3 Kasım 2014 Pazartesi

Run Kayhan Run...

Siyah-Beyaz ile Sarı-Laci'nin müthiş rekabetinde son gülen olma şerefiyle yazıma başlıyorum. Kazanmak elbette önemli ama kazandığınızda sizinde emek harcadığınızı bilmek başka keyif. "Nasıl yani? " dediğinizi duyar gibiyim. Şöyle ki ; tribünde bağırmazsan kazanamazsın! destek olmazsan futbolcu oynamaz, totemler gibi bir sürü bahane üretir taraftar kafasında. İşte öyle bir gün daha yaşandı. Sosyal medyada derbiyle ilgili hiç bir şey paylaşma, maç saati telefona hiç bir şekilde bakma, ve en önemlisi santraya yetiş !!!


İstanbul'da yaşamanın en kötü tarafı sanırım bir yerlere yetişme çabası. normalde yarım saatlik yol kalabalık ve bir kaç aksaklık üzerine 2 saate çıkabiliyor. Haliyle Beyazıt'tan Maltepe'ye gitmek
baya bir zorlaşıyor. Beyazıt'tan saat 4'ü 20 geçe gibi harekete geçiyorum. İstikamet, tramvayla Eminönü oradan vapurla Kadıköy, oradan da otobüsle sahilden Maltepe. 17:30 Otobüsü ortalarda gözükmeyince mecburen minibüs yolunu kullanıyorum ama felaket!! Arkadaşlar telefonla arayıp "santraya yetişir misin?" gibi esprili yaklaşımlarıyla beni iyice geriyorlar. İçimden geçirdiğim stratejiler belkide sahaya çıkacak futbolcularınki ile aynı; koşarsam santraya yetişirim, yetişirsem de yeneriz! İdealtepe köprüsünün orada bir hışımla inişim ve koşmaya başlamamla büyük totem harekete geçiyor. Saat 18: 48 ve ben hala koşmaya devam ediyorum. Biraz güleceksiniz ama aklıma Emenike geliyor, koş ulan koş diyorum. Tren yolunu aşmak imkansız, mecburen Maltepe sahil yönüne doğru yöneliyorum.

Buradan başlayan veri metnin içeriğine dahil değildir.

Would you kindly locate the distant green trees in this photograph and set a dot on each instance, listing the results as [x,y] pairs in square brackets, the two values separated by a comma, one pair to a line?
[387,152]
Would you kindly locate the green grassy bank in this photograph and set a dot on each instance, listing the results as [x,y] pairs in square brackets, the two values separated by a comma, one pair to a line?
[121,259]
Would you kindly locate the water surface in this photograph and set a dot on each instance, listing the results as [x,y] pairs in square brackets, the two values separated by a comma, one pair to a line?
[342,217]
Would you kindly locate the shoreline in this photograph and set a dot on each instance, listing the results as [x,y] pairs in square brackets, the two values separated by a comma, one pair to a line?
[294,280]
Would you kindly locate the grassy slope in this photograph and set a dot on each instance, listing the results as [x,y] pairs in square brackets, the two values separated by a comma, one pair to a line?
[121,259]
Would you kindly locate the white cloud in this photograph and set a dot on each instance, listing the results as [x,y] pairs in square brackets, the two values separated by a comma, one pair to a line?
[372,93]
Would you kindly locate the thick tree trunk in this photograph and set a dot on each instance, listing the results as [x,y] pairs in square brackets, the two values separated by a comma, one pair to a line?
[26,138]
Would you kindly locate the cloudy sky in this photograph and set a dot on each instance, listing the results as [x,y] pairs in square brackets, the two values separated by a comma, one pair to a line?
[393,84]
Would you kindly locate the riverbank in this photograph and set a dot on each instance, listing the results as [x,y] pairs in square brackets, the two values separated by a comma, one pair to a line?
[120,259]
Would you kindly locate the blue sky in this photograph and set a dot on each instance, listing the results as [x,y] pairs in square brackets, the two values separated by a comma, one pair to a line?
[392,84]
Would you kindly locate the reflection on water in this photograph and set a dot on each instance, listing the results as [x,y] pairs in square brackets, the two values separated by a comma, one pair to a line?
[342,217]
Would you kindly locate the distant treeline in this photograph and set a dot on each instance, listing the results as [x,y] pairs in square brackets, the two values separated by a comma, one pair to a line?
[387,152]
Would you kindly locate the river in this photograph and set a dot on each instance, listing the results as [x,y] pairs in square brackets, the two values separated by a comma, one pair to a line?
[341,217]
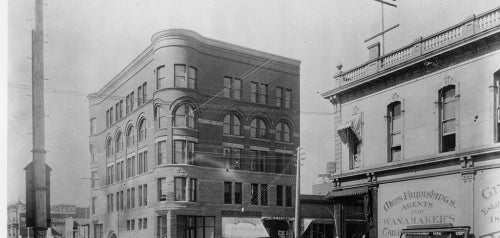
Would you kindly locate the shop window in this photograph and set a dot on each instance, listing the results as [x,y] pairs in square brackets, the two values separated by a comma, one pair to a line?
[394,129]
[232,125]
[185,152]
[180,189]
[184,116]
[447,107]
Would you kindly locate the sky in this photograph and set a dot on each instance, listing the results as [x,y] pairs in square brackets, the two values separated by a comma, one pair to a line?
[89,42]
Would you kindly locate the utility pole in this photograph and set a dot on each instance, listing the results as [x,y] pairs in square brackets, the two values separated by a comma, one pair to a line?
[296,224]
[38,188]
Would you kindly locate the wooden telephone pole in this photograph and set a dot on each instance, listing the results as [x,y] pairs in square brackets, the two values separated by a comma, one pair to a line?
[37,172]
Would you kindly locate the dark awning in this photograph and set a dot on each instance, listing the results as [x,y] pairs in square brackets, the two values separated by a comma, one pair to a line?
[347,192]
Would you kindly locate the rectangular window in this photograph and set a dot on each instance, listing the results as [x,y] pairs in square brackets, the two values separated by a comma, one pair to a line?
[180,189]
[263,94]
[227,87]
[132,198]
[279,195]
[228,193]
[93,178]
[263,194]
[448,120]
[160,77]
[145,194]
[288,98]
[161,227]
[254,194]
[253,92]
[92,126]
[238,193]
[193,188]
[139,196]
[288,196]
[161,152]
[279,96]
[180,75]
[162,190]
[93,204]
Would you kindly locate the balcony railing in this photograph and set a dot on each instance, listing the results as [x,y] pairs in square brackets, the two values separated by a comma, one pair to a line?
[469,27]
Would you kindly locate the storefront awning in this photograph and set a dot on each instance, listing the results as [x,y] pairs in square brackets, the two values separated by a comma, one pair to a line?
[243,227]
[347,192]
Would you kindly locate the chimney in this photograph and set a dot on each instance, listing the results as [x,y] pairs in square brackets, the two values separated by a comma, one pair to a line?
[374,51]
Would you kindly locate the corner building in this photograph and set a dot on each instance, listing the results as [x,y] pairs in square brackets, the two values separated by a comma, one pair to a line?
[418,134]
[194,138]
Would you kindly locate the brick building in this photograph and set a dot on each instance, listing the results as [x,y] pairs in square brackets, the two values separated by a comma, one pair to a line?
[16,221]
[418,134]
[195,137]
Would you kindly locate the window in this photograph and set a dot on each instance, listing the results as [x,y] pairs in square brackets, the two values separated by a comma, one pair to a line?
[232,125]
[283,97]
[161,227]
[161,118]
[130,136]
[258,128]
[263,194]
[180,189]
[447,101]
[119,142]
[193,187]
[162,189]
[184,152]
[258,160]
[228,199]
[180,75]
[196,226]
[279,195]
[93,205]
[238,193]
[288,196]
[161,152]
[109,147]
[232,88]
[232,157]
[283,132]
[394,130]
[254,194]
[93,126]
[184,116]
[143,162]
[496,88]
[142,130]
[93,178]
[160,77]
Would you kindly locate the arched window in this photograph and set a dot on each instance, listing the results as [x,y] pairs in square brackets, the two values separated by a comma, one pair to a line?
[232,125]
[161,118]
[184,116]
[109,147]
[394,131]
[142,130]
[258,128]
[447,124]
[119,142]
[130,136]
[283,132]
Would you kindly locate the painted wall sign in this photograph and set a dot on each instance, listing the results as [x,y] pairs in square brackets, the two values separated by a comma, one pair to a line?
[419,202]
[487,204]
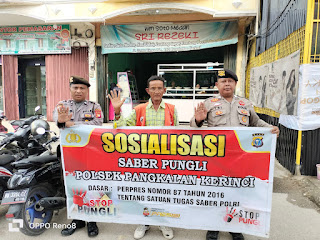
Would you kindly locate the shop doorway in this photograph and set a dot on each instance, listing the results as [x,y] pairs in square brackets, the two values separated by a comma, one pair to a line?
[32,85]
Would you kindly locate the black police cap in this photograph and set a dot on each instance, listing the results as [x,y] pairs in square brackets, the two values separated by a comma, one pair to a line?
[226,73]
[79,80]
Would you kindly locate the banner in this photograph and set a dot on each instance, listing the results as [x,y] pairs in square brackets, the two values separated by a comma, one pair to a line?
[210,179]
[308,117]
[41,39]
[124,84]
[275,85]
[163,37]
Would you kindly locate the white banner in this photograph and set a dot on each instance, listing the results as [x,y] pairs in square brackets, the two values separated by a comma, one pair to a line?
[166,37]
[210,179]
[123,83]
[275,85]
[308,100]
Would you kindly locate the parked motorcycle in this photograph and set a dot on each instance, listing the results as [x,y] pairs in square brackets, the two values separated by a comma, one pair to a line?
[36,191]
[29,143]
[12,143]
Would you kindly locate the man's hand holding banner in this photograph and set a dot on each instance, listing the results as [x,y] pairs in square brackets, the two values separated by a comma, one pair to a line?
[210,179]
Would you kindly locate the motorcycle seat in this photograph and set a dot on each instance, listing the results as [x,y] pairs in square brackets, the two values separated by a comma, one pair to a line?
[6,158]
[34,161]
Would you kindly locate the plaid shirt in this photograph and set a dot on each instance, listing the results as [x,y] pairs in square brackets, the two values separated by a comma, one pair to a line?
[153,117]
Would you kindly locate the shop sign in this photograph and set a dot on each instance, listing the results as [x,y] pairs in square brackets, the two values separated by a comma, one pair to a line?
[162,37]
[38,39]
[209,179]
[308,116]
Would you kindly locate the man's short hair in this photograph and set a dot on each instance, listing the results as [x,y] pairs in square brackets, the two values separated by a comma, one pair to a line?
[79,80]
[155,77]
[226,73]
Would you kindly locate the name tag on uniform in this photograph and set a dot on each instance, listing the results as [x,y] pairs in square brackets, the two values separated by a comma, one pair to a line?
[97,113]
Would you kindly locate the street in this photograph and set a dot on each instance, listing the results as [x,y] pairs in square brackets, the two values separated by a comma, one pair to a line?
[294,217]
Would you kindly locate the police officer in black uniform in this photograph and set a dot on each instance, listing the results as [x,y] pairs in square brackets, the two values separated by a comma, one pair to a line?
[74,112]
[227,110]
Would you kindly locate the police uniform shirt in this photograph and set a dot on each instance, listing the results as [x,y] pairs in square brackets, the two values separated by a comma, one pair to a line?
[237,113]
[88,112]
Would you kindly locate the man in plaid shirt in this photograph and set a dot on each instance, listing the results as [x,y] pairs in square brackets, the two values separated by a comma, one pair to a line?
[153,113]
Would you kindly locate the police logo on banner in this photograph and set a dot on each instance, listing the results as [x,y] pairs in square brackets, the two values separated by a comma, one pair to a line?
[257,140]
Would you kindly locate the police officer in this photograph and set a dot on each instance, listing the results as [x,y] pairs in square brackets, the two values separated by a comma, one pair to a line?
[74,112]
[227,110]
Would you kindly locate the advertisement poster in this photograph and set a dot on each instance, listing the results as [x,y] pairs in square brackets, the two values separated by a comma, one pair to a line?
[308,117]
[40,39]
[164,37]
[275,85]
[258,86]
[123,83]
[209,179]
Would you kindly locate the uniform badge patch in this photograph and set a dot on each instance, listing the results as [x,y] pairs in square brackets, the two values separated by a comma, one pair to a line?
[244,112]
[97,113]
[221,73]
[257,140]
[241,103]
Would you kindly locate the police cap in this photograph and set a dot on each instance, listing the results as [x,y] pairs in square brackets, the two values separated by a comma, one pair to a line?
[226,73]
[79,80]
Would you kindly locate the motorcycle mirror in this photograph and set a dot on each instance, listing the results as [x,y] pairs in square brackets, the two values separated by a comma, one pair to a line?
[36,109]
[40,131]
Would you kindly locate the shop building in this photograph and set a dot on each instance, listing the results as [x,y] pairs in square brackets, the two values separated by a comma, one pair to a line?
[182,29]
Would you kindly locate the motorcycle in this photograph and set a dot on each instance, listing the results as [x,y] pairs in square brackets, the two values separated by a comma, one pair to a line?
[36,191]
[29,143]
[12,143]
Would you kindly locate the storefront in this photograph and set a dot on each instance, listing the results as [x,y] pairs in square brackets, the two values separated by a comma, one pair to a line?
[187,55]
[37,62]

Sahildeki çeşitli mekanlar tıklım tıklım dolu, herkes televizyonlara dönmüş Seremoninin bitmesini bekliyor.Saat 18:59 Mekana giriyorum, o masaya düdük çalmadan oturmam lazım ve bizimkiler bana sesleniyor, maç başladı.

Maça Fenerbahçem hızlı başlıyor tıpkı Galatasaray maçındaki gibi. Zaten 3. dakikada Alper'in muhteşem driplinginde topu Emenike'yle buluşturarak golü hazırlaması maçı bizim için keyifli hale getirmeye yetiyor bile.Sene başından beri çoşkulu futbol oynayan Beşiktaş resmen kendi sahasında mahkum oynuyordu. Takım savunmasını iyi yapan Fenberbahçe orta alanda da Veli, Atiba, Oğuzhan işbirliğini de bozarak sahanın tek hakimiydi. Kırmızı kart itirazları, penaltı, hakem kararları gibi basit şeylerle uğraşmıyorum bile. Zaten maçın başında golü atan Emenike bu sefer Beşiktaş golcüsü Sow'a 86. dakikada adeta "alda at pası" yolluyordu.




Totemler, uğurlar ve inancın zaferi diyebileceğimiz güzel bir derbi oldu sonuç olarak. Bence liderlikten çok Şampiyonluğun fısıldaması olabilir bu zafer!!!